No es religión, es tradición. La Semana Santa, con tantos devotos como detractores, es historia viva de las costumbres, de nuestras costumbres. De las tuyas y de las mías. De las que cuentan los abuelos a los nietos, de las que se inculcan a los hijos, de las que se respiran sin ser conscientes. Al menos así ocurre en mi tierra, donde hasta el más ateo se come unas torrijas o guarda con celo aquella bola de cera que hizo en su más tierna infancia.
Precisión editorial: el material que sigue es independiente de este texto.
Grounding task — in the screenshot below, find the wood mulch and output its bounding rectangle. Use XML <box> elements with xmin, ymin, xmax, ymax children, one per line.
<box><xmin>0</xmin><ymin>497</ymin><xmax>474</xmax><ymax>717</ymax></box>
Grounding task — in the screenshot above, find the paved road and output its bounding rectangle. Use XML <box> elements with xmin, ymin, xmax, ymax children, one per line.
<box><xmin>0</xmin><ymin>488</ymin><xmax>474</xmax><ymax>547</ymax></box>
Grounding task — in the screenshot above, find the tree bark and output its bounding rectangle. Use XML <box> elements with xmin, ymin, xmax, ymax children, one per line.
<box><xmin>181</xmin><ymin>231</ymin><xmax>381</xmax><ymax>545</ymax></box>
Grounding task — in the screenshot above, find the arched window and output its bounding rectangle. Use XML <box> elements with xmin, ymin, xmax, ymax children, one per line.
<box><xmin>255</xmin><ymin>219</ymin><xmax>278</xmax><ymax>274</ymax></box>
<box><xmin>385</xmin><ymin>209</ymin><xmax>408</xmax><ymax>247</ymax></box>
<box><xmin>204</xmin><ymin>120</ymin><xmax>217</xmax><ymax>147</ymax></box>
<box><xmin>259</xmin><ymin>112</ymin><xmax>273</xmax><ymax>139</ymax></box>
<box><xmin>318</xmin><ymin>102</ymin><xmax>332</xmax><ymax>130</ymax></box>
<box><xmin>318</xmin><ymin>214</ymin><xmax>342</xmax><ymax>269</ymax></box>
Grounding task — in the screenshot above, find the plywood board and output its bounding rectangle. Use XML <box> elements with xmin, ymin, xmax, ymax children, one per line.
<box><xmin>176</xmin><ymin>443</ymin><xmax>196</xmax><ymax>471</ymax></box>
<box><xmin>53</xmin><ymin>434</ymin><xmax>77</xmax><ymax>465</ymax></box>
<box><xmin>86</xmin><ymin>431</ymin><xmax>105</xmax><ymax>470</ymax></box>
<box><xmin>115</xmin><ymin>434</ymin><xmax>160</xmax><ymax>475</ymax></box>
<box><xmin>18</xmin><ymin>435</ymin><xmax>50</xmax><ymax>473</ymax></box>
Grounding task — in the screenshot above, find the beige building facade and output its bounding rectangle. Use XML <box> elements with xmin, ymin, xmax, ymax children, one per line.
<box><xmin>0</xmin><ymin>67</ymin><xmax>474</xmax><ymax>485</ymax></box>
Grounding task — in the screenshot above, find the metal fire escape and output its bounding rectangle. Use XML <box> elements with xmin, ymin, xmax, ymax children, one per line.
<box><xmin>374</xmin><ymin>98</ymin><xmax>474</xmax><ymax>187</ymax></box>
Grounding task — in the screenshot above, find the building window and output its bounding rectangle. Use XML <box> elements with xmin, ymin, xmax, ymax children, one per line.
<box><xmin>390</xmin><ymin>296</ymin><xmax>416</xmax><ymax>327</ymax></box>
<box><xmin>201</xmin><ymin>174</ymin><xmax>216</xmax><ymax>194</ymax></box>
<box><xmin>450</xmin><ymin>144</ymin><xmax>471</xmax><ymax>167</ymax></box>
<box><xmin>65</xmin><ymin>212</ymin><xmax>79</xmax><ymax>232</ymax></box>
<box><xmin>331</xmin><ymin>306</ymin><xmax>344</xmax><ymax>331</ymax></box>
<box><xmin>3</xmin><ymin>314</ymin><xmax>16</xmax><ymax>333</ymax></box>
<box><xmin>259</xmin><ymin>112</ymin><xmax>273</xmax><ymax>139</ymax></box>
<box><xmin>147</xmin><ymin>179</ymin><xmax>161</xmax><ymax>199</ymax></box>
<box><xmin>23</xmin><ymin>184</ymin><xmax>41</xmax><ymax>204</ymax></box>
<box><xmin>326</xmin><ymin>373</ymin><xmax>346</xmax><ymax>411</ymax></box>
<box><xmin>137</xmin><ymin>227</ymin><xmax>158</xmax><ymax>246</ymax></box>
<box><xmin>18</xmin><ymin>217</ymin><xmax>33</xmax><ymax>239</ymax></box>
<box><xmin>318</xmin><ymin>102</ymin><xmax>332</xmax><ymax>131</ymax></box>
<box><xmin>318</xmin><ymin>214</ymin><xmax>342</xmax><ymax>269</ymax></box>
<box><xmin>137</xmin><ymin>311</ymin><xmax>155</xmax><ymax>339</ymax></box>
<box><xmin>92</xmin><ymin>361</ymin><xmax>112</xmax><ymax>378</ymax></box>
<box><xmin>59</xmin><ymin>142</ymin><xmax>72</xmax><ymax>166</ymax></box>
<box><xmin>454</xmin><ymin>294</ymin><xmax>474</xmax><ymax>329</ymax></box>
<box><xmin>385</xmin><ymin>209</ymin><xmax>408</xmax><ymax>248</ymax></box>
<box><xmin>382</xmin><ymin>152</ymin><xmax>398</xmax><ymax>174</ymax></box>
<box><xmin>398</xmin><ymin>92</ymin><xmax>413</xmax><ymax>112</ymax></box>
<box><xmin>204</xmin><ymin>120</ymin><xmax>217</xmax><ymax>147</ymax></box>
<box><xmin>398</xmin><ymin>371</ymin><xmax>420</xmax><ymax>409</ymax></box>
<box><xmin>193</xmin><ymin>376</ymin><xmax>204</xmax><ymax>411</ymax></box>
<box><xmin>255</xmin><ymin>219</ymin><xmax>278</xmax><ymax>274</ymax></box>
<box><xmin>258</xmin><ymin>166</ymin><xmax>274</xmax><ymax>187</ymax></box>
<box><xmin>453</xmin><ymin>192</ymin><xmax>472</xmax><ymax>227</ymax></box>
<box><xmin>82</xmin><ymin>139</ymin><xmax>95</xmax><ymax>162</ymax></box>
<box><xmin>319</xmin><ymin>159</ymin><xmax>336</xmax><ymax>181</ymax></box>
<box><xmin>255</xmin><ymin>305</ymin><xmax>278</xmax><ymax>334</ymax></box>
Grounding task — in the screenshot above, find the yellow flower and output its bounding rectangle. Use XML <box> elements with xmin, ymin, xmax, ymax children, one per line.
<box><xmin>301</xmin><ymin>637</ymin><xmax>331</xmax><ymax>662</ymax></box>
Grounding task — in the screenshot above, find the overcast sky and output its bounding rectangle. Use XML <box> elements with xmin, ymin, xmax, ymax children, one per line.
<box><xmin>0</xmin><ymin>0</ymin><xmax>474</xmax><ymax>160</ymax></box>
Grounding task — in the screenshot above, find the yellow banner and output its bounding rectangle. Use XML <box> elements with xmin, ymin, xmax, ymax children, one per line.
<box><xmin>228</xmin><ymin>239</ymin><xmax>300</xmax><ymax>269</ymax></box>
Aquí, en Sevilla, la Semana Santa parece impregnarlo todo durante todo el año. Aquí, como muchos dicen, cualquier ocasión es buena para sacar a un Cristo en procesión. Algo que hasta al más jartible puede llegar a cansar. Pero es que aquí, perdón por mi insistencia, la Semana Santa es un batiburrillo de sentimientos encontrados. La eterna dualidad que define al ser humano. Aquí queremos playa nada más llegar el Domingo de Ramos porque ya estamos hartos de corneta y tambor (y eso que todavía no han sonado), pero se nos encoge un pellizco en el pecho al ver salir a la Macarena la madrugá del Jueves Santo estando lejos de su basílica. Y no por no verle la cara y sentir su mirada, más bien por traicionar de alguna manera esos recuerdos que nos mantienen vinculados a una imagen. Porque de niño la viste a solas con tu madre, cuando nadie la miraba y sólo ella os veía, porque de niño horas antes de su salida se respiraba familia. Cuando se es pequeño todo ocurre sin ser juzgado, sin crítica ni reflexión. Sucede, sin más. Sucede y te impregna de por vida. Por eso, en la primera revirá de la Virgen la Salud entre inciensos y azahares y rodeada de vecinos, un recuerdo te invade y la ves a ella con su pañuelo turquesa sentada en la esquina esperando ver a su virgen. Y crees escucharla, Pilili, pídele algo a la Virgen. Por eso lloras en esa levantá en la que piden por Fulano, que este año está malo y no ha podido venir a verla. Por eso te emocionas cuando los críos se arremolinan en la rampita del Salvador, porque tú un día fuiste ese niño al que, entre paseo y paseo, le hablaron del pelícano del Amor, la rosa de Santa Marta o el Zaqueo en la Borriquita. Ese niño que torturó a su familia aporreando un tambor el Viernes Santo, Niño, que se ha muerto el Señor, el mismo que sabe que un día antes hay que quererse mucho porque su padre año tras año le recuerda que es el Día del Amor Fraterno. Por eso no es religión, ni siquiera las costumbres de una ciudad, son las historias de aquellos que la habitamos y durante una semana tenemos los sentimientos a flor de piel.